Dunque? Difficile essere ottimisti, anche perché professoresse e professori dimostrano da sempre di essere poco inclini alle barricate per far valere i loro diritti. Spiace dirlo, ma l’amor di quieto vivere serpeggia fra le cattedre. Pochi giorni fa, durante un collegio docenti di una scuola di primo grado del Nord Italia, la proposta della dirigente di aggiungere otto ore settimanali in Dad, perciò gratis, per non lasciare indietro i colpiti dal Covid in aggiunta alle 18 in presenza, resistendo all’idea di fare lezione in contemporanea, è stata respinta per il rotto della cuffia… Come dire che la professione docente è una missione, è il mestiere più bello del mondo, possiede un fascino d’altri tempi: cosa si vuole di più? Insomma, se ci troviamo in questa situazione per cui il docente è l’ultima ruota del carro, adesso esposto più di tanti altri alla spada di Damocle del Covid, la responsabilità è un po’ di tutti, ma con la differenza che l’insegnante ne subisce più di tutti gli altri le conseguenze.

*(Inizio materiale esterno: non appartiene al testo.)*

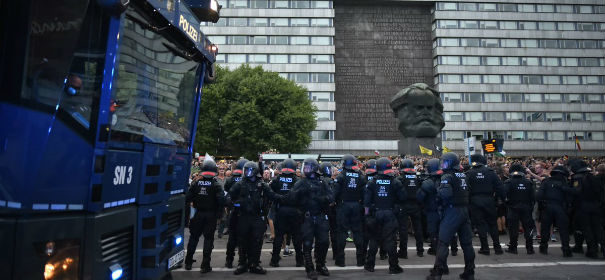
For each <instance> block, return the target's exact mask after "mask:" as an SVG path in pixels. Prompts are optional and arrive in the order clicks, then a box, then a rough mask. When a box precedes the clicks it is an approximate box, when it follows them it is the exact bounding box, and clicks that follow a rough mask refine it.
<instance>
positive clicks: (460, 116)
mask: <svg viewBox="0 0 605 280" xmlns="http://www.w3.org/2000/svg"><path fill="white" fill-rule="evenodd" d="M443 118H444V120H446V121H453V122H461V121H464V117H463V113H462V112H445V113H443Z"/></svg>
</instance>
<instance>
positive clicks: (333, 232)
mask: <svg viewBox="0 0 605 280" xmlns="http://www.w3.org/2000/svg"><path fill="white" fill-rule="evenodd" d="M333 168H334V167H333V166H332V164H331V163H329V162H322V163H321V164H320V165H319V174H320V176H321V180H322V181H323V182H324V183H325V184H327V185H328V188H329V189H330V191H331V192H332V193H334V179H332V175H333V170H332V169H333ZM328 222H329V224H330V244H332V259H336V253H337V251H338V250H336V249H335V248H336V230H337V224H336V205H335V204H334V203H332V204H331V205H330V208H329V209H328Z"/></svg>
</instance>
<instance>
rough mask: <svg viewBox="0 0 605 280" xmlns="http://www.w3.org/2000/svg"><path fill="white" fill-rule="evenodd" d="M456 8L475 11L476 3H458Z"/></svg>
mask: <svg viewBox="0 0 605 280" xmlns="http://www.w3.org/2000/svg"><path fill="white" fill-rule="evenodd" d="M458 10H459V11H469V12H475V11H477V4H476V3H458Z"/></svg>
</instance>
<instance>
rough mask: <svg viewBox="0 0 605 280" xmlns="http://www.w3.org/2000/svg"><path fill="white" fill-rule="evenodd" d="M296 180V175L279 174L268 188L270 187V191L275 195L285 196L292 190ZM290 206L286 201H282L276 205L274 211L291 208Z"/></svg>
mask: <svg viewBox="0 0 605 280" xmlns="http://www.w3.org/2000/svg"><path fill="white" fill-rule="evenodd" d="M297 180H298V177H296V174H289V175H287V174H281V175H279V176H277V177H276V178H275V179H273V181H271V183H270V185H269V186H270V187H271V190H272V191H273V192H275V193H276V194H279V195H282V196H285V195H287V194H288V193H289V192H290V191H291V190H292V188H293V187H294V184H295V183H296V181H297ZM290 204H291V203H289V202H288V201H282V202H280V203H276V204H275V206H276V209H279V208H280V207H281V206H292V205H290Z"/></svg>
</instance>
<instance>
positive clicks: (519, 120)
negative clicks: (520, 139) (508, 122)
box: [505, 112, 525, 122]
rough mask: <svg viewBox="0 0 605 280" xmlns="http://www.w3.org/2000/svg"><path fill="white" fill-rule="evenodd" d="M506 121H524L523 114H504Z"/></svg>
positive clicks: (515, 112)
mask: <svg viewBox="0 0 605 280" xmlns="http://www.w3.org/2000/svg"><path fill="white" fill-rule="evenodd" d="M505 116H506V120H507V121H511V122H522V121H523V119H525V114H524V113H523V112H505Z"/></svg>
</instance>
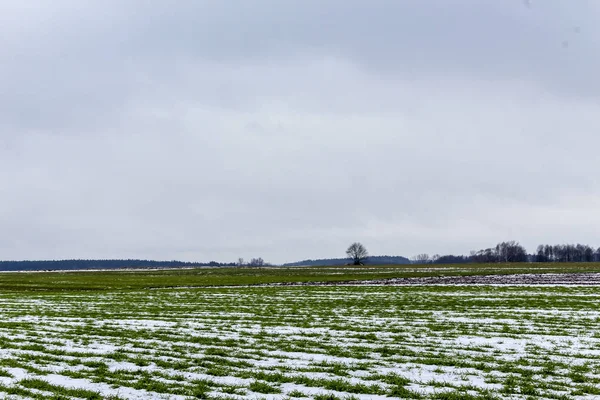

A Carlo Verdone suggeriamo di dare corso al film sulla scuola di cui egli stesso ha vagheggiato, stando però lontani dagli stereotipi di cui sono piene tante pellicole esistenti sul tema. Ascolti prima gli insegnanti e poi si metta nei loro panni. Siamo sicuri che, giocando come lui sa fare fra comicità ed ironia, ne uscirebbe un capolavoro.